Il en aura fallu du temps. Patienter de longues semaines pour enfin découvrir cette version longue de The Counselor, film ultra décrié à sa sortie, et qui durait d’ailleurs 25 minutes de moins que celle qui m’a été proposé de voir. Et bordel, ça valait le coup d’attendre.
Je n’ai pas eu la chance de le voir en salles, mais même sans l’avoir vu, je peux quasiment assurer qu’il y a un sérieux problème avec la version ciné. Pourquoi une si mauvais réception, franchement ? Dans tous les cas je suis pressé de découvrir ce qui manquait en salles, car autant dire que dans cette mouture toute fraiche, rien n’est en trop, tout se tient, et c’est un véritable bonheur d’écriture et de mise en scène.

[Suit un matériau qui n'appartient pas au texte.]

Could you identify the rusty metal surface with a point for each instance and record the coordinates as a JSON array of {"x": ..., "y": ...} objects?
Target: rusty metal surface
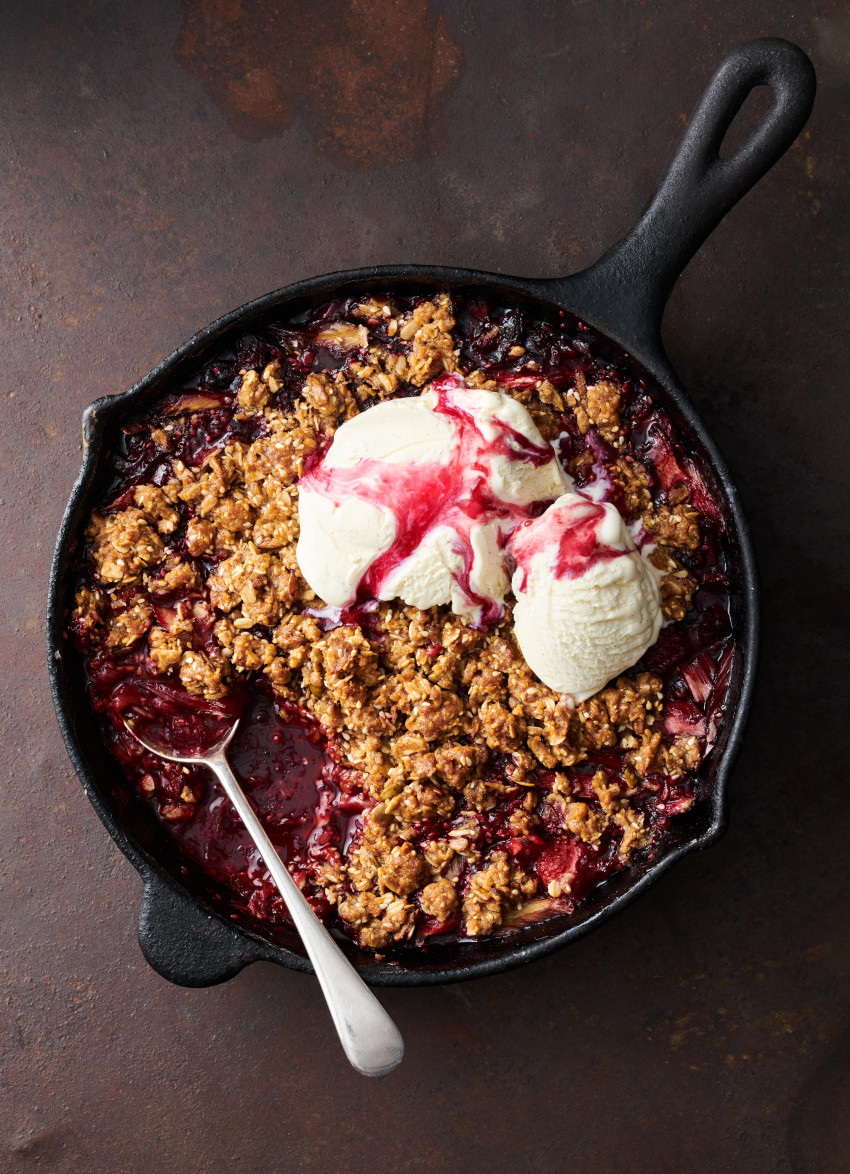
[{"x": 164, "y": 163}]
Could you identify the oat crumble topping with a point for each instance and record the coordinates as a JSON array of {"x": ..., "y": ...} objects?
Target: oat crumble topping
[{"x": 469, "y": 768}]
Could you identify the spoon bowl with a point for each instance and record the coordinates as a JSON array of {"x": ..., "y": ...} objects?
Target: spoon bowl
[{"x": 370, "y": 1039}]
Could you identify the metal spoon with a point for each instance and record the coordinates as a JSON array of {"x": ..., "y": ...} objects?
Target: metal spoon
[{"x": 370, "y": 1039}]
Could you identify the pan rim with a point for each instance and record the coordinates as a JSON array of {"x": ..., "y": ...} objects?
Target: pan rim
[{"x": 106, "y": 410}]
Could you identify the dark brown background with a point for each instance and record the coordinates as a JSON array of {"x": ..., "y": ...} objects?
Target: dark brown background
[{"x": 163, "y": 164}]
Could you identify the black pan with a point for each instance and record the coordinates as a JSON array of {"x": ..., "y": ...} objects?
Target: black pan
[{"x": 623, "y": 296}]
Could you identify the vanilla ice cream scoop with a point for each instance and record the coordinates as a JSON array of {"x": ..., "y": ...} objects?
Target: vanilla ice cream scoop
[
  {"x": 415, "y": 499},
  {"x": 587, "y": 602}
]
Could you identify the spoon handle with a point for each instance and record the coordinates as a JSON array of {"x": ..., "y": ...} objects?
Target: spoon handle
[{"x": 369, "y": 1037}]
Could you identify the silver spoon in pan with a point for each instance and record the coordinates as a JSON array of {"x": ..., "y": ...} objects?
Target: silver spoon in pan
[{"x": 369, "y": 1037}]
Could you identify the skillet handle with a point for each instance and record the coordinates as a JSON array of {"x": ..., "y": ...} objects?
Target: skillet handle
[{"x": 626, "y": 290}]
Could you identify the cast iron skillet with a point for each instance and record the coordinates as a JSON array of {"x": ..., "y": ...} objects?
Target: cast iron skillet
[{"x": 623, "y": 296}]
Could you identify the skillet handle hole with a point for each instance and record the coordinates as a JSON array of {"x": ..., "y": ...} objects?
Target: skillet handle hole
[{"x": 747, "y": 120}]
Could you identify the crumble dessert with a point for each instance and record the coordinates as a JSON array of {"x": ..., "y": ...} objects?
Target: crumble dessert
[{"x": 416, "y": 774}]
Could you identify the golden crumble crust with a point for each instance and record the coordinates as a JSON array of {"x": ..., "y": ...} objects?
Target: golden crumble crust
[{"x": 438, "y": 723}]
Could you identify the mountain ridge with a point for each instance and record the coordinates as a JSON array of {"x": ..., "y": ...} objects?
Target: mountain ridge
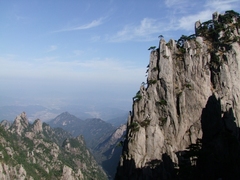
[{"x": 188, "y": 107}]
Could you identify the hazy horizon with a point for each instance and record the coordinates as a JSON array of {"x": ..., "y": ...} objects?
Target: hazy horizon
[{"x": 87, "y": 53}]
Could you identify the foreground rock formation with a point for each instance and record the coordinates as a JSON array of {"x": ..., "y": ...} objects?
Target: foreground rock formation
[
  {"x": 37, "y": 151},
  {"x": 185, "y": 120}
]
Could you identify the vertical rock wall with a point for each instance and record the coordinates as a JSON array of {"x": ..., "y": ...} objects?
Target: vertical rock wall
[{"x": 167, "y": 112}]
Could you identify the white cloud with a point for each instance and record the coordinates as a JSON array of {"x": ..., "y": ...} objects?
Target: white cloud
[
  {"x": 52, "y": 68},
  {"x": 145, "y": 31},
  {"x": 221, "y": 5},
  {"x": 92, "y": 24},
  {"x": 52, "y": 48},
  {"x": 187, "y": 22}
]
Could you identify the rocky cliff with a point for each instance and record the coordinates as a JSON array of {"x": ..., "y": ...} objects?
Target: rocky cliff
[
  {"x": 37, "y": 151},
  {"x": 189, "y": 104}
]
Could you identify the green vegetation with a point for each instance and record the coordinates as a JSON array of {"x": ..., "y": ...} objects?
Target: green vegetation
[
  {"x": 137, "y": 97},
  {"x": 35, "y": 155},
  {"x": 162, "y": 102},
  {"x": 152, "y": 48},
  {"x": 152, "y": 81},
  {"x": 145, "y": 123},
  {"x": 134, "y": 127}
]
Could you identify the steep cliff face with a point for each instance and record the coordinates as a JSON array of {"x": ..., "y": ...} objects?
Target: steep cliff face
[{"x": 171, "y": 111}]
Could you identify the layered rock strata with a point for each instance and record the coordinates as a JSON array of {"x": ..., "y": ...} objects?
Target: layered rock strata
[{"x": 171, "y": 111}]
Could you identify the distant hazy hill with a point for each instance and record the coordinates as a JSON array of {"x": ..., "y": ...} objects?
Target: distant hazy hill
[
  {"x": 94, "y": 130},
  {"x": 30, "y": 151},
  {"x": 102, "y": 137}
]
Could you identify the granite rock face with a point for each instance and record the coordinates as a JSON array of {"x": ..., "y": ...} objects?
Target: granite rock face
[
  {"x": 169, "y": 111},
  {"x": 32, "y": 151}
]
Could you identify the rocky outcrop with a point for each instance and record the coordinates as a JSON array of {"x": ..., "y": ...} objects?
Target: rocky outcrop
[
  {"x": 20, "y": 123},
  {"x": 168, "y": 113},
  {"x": 29, "y": 151},
  {"x": 110, "y": 151}
]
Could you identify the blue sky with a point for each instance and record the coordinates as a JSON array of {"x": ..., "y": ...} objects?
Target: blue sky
[{"x": 92, "y": 53}]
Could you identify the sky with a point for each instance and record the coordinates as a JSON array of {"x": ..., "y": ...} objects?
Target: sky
[{"x": 91, "y": 53}]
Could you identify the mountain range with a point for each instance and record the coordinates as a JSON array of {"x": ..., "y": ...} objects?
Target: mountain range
[{"x": 37, "y": 151}]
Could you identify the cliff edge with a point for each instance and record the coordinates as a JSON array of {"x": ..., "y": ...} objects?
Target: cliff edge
[{"x": 187, "y": 114}]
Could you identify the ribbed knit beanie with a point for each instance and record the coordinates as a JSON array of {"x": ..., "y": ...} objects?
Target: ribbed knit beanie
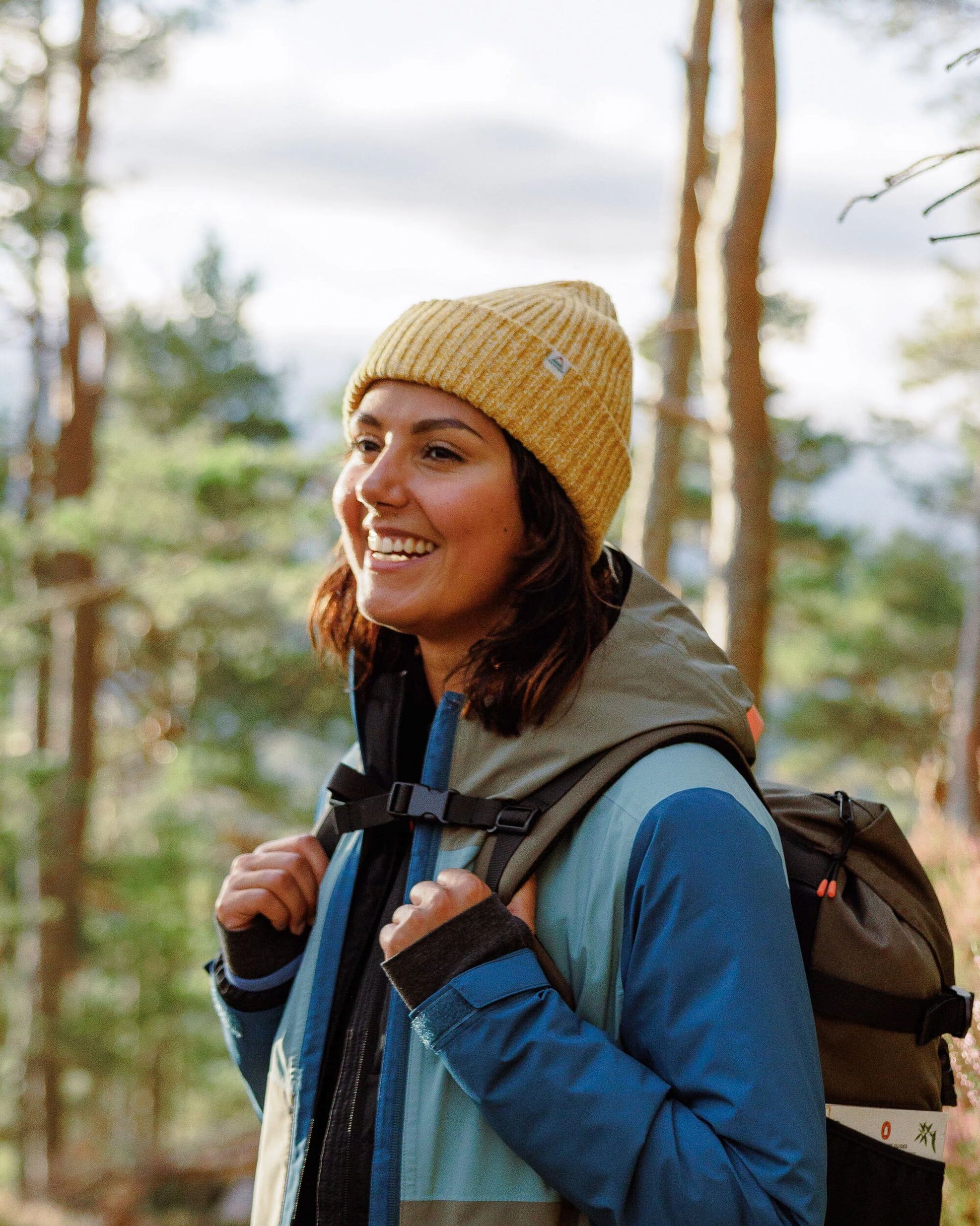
[{"x": 548, "y": 363}]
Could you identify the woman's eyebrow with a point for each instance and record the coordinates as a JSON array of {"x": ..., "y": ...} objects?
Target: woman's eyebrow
[{"x": 443, "y": 423}]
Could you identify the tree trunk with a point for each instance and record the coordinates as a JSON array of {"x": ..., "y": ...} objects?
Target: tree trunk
[
  {"x": 680, "y": 328},
  {"x": 737, "y": 605},
  {"x": 964, "y": 726},
  {"x": 64, "y": 822}
]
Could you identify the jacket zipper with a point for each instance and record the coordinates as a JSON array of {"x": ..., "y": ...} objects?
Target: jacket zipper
[{"x": 352, "y": 1116}]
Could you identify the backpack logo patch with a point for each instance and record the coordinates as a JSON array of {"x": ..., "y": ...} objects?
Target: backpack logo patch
[{"x": 558, "y": 365}]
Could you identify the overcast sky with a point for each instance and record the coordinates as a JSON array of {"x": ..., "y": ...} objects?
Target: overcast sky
[{"x": 363, "y": 156}]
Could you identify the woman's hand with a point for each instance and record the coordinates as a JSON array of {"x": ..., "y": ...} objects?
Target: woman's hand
[
  {"x": 279, "y": 880},
  {"x": 433, "y": 903}
]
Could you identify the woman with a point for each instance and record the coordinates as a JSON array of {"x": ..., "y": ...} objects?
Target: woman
[{"x": 494, "y": 643}]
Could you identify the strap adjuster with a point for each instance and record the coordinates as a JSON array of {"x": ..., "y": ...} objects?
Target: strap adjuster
[
  {"x": 515, "y": 820},
  {"x": 951, "y": 1013},
  {"x": 418, "y": 801}
]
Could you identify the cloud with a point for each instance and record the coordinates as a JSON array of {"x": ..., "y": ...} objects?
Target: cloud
[{"x": 491, "y": 173}]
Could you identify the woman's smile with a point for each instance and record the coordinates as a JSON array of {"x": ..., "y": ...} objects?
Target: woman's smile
[
  {"x": 431, "y": 513},
  {"x": 390, "y": 549}
]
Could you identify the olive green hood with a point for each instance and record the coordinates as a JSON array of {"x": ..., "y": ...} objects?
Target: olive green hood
[{"x": 656, "y": 668}]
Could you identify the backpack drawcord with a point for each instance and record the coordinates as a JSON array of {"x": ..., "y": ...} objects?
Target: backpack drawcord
[{"x": 846, "y": 814}]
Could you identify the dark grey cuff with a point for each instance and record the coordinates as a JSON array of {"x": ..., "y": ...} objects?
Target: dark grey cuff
[
  {"x": 480, "y": 934},
  {"x": 247, "y": 1002},
  {"x": 260, "y": 949}
]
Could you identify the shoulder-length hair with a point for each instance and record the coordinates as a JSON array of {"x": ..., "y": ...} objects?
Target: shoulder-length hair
[{"x": 560, "y": 609}]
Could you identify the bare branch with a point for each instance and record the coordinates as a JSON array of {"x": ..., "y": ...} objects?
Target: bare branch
[
  {"x": 912, "y": 172},
  {"x": 967, "y": 57},
  {"x": 950, "y": 195},
  {"x": 946, "y": 238}
]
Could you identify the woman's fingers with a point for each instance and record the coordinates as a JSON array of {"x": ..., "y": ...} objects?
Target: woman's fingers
[
  {"x": 282, "y": 886},
  {"x": 291, "y": 863},
  {"x": 250, "y": 904},
  {"x": 279, "y": 879}
]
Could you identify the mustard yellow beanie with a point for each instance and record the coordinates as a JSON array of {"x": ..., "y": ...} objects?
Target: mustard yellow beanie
[{"x": 548, "y": 363}]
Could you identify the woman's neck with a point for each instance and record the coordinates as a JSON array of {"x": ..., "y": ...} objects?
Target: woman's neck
[{"x": 443, "y": 664}]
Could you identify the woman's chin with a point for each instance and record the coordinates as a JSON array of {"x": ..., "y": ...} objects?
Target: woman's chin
[{"x": 397, "y": 615}]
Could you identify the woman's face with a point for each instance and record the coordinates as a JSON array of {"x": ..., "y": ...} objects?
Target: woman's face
[{"x": 431, "y": 514}]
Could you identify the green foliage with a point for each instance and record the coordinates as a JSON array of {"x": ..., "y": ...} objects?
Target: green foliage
[
  {"x": 201, "y": 365},
  {"x": 216, "y": 722},
  {"x": 864, "y": 643}
]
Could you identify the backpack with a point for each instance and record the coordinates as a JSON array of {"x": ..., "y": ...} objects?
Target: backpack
[{"x": 874, "y": 941}]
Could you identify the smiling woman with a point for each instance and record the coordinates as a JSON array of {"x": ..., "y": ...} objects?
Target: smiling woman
[
  {"x": 508, "y": 602},
  {"x": 391, "y": 1014}
]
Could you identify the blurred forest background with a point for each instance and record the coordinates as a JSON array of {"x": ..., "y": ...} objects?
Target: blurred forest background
[{"x": 166, "y": 516}]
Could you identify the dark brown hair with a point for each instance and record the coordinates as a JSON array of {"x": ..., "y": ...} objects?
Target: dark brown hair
[{"x": 562, "y": 608}]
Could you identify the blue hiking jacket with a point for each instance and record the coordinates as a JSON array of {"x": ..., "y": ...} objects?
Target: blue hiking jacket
[{"x": 685, "y": 1085}]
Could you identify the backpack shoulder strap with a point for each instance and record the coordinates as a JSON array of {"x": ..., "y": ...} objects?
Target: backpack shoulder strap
[{"x": 509, "y": 860}]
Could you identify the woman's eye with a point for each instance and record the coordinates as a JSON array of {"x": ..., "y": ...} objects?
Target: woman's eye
[{"x": 439, "y": 451}]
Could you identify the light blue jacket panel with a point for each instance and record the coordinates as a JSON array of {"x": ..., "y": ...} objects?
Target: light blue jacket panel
[
  {"x": 710, "y": 1109},
  {"x": 684, "y": 1088}
]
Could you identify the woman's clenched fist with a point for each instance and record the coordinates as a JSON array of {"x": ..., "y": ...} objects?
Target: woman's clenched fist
[{"x": 279, "y": 880}]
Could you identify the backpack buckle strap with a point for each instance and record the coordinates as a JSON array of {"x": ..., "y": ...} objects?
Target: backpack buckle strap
[
  {"x": 418, "y": 801},
  {"x": 515, "y": 820},
  {"x": 950, "y": 1013}
]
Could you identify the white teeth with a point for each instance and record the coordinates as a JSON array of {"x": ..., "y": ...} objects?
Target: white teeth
[{"x": 398, "y": 547}]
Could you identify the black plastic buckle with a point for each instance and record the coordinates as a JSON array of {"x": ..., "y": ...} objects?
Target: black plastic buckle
[
  {"x": 418, "y": 801},
  {"x": 950, "y": 1014},
  {"x": 515, "y": 821}
]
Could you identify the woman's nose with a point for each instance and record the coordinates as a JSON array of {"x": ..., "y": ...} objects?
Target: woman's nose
[{"x": 384, "y": 484}]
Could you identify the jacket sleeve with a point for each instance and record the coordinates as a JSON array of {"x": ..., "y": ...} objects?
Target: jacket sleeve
[{"x": 711, "y": 1106}]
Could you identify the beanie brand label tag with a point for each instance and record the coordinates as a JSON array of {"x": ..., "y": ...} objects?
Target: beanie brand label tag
[{"x": 558, "y": 365}]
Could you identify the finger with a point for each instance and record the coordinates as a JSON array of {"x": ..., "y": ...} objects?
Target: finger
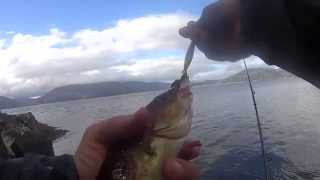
[
  {"x": 178, "y": 169},
  {"x": 190, "y": 150},
  {"x": 121, "y": 127},
  {"x": 191, "y": 31}
]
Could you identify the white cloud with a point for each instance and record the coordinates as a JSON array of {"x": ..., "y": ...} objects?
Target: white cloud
[{"x": 132, "y": 49}]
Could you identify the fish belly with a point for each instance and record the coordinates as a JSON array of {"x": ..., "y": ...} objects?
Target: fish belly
[{"x": 149, "y": 163}]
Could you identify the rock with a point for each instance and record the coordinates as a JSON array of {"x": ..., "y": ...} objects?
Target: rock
[{"x": 22, "y": 134}]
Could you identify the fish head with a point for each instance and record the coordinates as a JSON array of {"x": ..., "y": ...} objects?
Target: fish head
[{"x": 172, "y": 110}]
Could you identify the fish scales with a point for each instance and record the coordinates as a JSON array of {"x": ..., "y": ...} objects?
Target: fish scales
[{"x": 171, "y": 122}]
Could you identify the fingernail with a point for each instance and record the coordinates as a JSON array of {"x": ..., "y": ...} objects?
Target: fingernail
[
  {"x": 196, "y": 150},
  {"x": 177, "y": 168}
]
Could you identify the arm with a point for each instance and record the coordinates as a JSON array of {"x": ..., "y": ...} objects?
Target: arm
[
  {"x": 281, "y": 32},
  {"x": 90, "y": 161}
]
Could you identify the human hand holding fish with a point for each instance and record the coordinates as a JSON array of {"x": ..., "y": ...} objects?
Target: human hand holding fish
[
  {"x": 98, "y": 139},
  {"x": 147, "y": 145}
]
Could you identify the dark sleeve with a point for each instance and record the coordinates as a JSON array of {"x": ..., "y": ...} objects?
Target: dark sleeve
[
  {"x": 285, "y": 33},
  {"x": 38, "y": 167}
]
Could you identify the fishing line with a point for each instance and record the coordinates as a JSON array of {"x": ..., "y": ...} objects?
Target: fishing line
[{"x": 265, "y": 162}]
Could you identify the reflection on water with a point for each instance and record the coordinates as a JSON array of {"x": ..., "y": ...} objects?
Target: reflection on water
[{"x": 224, "y": 121}]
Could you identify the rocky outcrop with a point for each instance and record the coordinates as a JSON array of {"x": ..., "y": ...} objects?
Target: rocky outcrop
[{"x": 22, "y": 134}]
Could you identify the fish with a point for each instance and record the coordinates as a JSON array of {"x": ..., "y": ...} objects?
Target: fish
[{"x": 171, "y": 123}]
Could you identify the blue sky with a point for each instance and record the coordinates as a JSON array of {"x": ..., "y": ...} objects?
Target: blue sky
[
  {"x": 37, "y": 16},
  {"x": 45, "y": 44}
]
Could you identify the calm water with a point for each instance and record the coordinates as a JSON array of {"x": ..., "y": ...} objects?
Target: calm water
[{"x": 225, "y": 122}]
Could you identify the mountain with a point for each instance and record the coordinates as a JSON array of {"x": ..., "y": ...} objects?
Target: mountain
[
  {"x": 259, "y": 74},
  {"x": 82, "y": 91},
  {"x": 7, "y": 103}
]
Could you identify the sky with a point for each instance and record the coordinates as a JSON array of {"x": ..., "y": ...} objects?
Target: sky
[{"x": 50, "y": 43}]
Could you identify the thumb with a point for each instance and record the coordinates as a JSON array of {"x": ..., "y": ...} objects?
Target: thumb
[
  {"x": 178, "y": 169},
  {"x": 122, "y": 128}
]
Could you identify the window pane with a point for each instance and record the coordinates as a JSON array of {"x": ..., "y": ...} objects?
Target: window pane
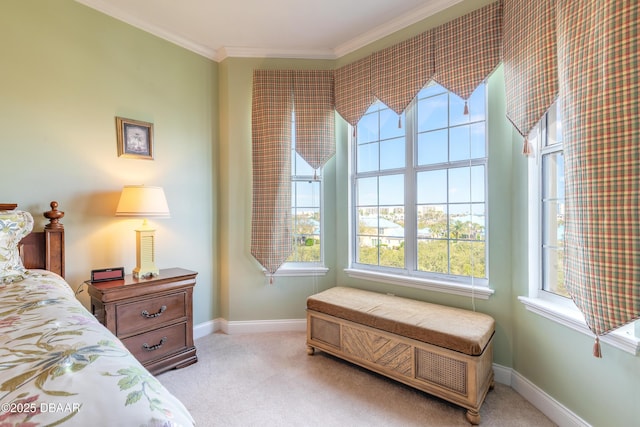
[
  {"x": 432, "y": 187},
  {"x": 456, "y": 111},
  {"x": 306, "y": 193},
  {"x": 300, "y": 166},
  {"x": 392, "y": 154},
  {"x": 459, "y": 143},
  {"x": 433, "y": 256},
  {"x": 367, "y": 191},
  {"x": 368, "y": 128},
  {"x": 553, "y": 173},
  {"x": 368, "y": 222},
  {"x": 432, "y": 221},
  {"x": 477, "y": 184},
  {"x": 432, "y": 112},
  {"x": 392, "y": 190},
  {"x": 468, "y": 257},
  {"x": 433, "y": 147},
  {"x": 478, "y": 140},
  {"x": 389, "y": 124},
  {"x": 367, "y": 157},
  {"x": 477, "y": 105},
  {"x": 459, "y": 181},
  {"x": 447, "y": 197},
  {"x": 553, "y": 270}
]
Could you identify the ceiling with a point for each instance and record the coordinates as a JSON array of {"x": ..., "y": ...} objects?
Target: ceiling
[{"x": 216, "y": 29}]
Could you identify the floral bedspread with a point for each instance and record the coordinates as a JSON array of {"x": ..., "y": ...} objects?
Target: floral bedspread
[{"x": 60, "y": 366}]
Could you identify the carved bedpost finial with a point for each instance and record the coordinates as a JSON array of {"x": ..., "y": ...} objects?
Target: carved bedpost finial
[{"x": 54, "y": 216}]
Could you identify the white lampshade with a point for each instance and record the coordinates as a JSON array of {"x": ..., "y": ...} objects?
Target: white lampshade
[{"x": 142, "y": 201}]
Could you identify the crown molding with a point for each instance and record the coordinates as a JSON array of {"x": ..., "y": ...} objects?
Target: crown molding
[
  {"x": 120, "y": 15},
  {"x": 396, "y": 24},
  {"x": 218, "y": 55},
  {"x": 252, "y": 52}
]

Comme prévu, on a à faire à un exercice de style de Sir Ridley Scott. The Counselor est tout de même un film très particulier et pas très accessible. Disons qu’il faut être disposé à le voir et qu’il faut savoir un minimum à quoi s’attendre : il va falloir être patient et attentif.
Bref, le film commence avec une scène particulièrement torride qui donne le ton : ça va être délicat, malin et jouissif. Dans le rôle principal, Fassbender, avocat qui décide d’aller voir si l’herbe est plus verte du côté des cartels, et qui va bien s’en méprendre. On vit clairement le film à travers son personnage, prenant tantôt le rôle du businessman à la gestion futée, tantôt celui du mec qui ne sait pas trop encore où il met les pattes. En gros, il a le cul entre deux chaises, et chacun de ses dialogues avec les personnages qu’il va rencontrer vont le mettre dans la position du dominateur ou bien du dominé.
La quasi-totalité du film est constituée de face-à-face verbaux mettant en scène différents types de personnages. Alors si Fassbender navigue en eau trouble, on peut clairement remarquer que Cruz, qui n’est autre que sa future femme, symbolise l’innocence. La sulfureuse Diaz est l’incarnation du diable, et Bardem, l’homologue de Fassbender, pourrait être considéré comme le mec un peu trop sûr de lui. Reste Pitt qui semble être bien au dessus de tout ça et ayant toujours un plan de rechange. En définitive, quelque soit l’identité des personnages qui discutent (car oui, c’est un film où ça blablate plutôt pas mal), il est toujours possible d’analyser les enjeux de l’histoire. On retrouve une espèce d’opposition bien/mal permanente avec Fassbender au milieu de tout ça.
L’intrigue principale en elle-même n’est pas originale pour un sou (une histoire de cartel) mais à l’honneur de servir le message de Cormac McCarty qui nous confirme après No Country for Old Men sa vision pessimiste sur le monde dans lequel nous vivons. McCarthy dépeint un monde où il n’y a pas de confiance entre les hommes, et où ils se battent tous individuellement pour la gloire et l’argent, et qu’ils courent à leur perte.
Le traitement de ces thématiques sur les relations sociales et politiques est très proche du film des frères Coen sorti en 2008. Alors pourquoi décrier ce film ? Dans cette version longue, il faut certes s’accrocher, mais tout se tient et il suffit d’être patient et attentif. Autant Scott a pu faire des films bien en dessous de ce qu’on est en droit d’attendre de lui, autant The Counselor est probablement l’une de ses plus grandes réussites. Visuellement, c’est un pur bonheur, la photo est vraiment exquise. La direction d’acteurs est parfaite, et il faut même dire que le Sir s’est permis quelques petits plaisirs ici et là, et ça fait plaisir à voir. Puis il y a quand même un sacré lot de punchlines bien savoureuses et de situations absurdes pour notre plus grand plaisir.
L’équilibre est à mon sens parfait. L’un des meilleurs films de 2013 avec Django, le Loup de Wall St, Mud, et Only God Forgives.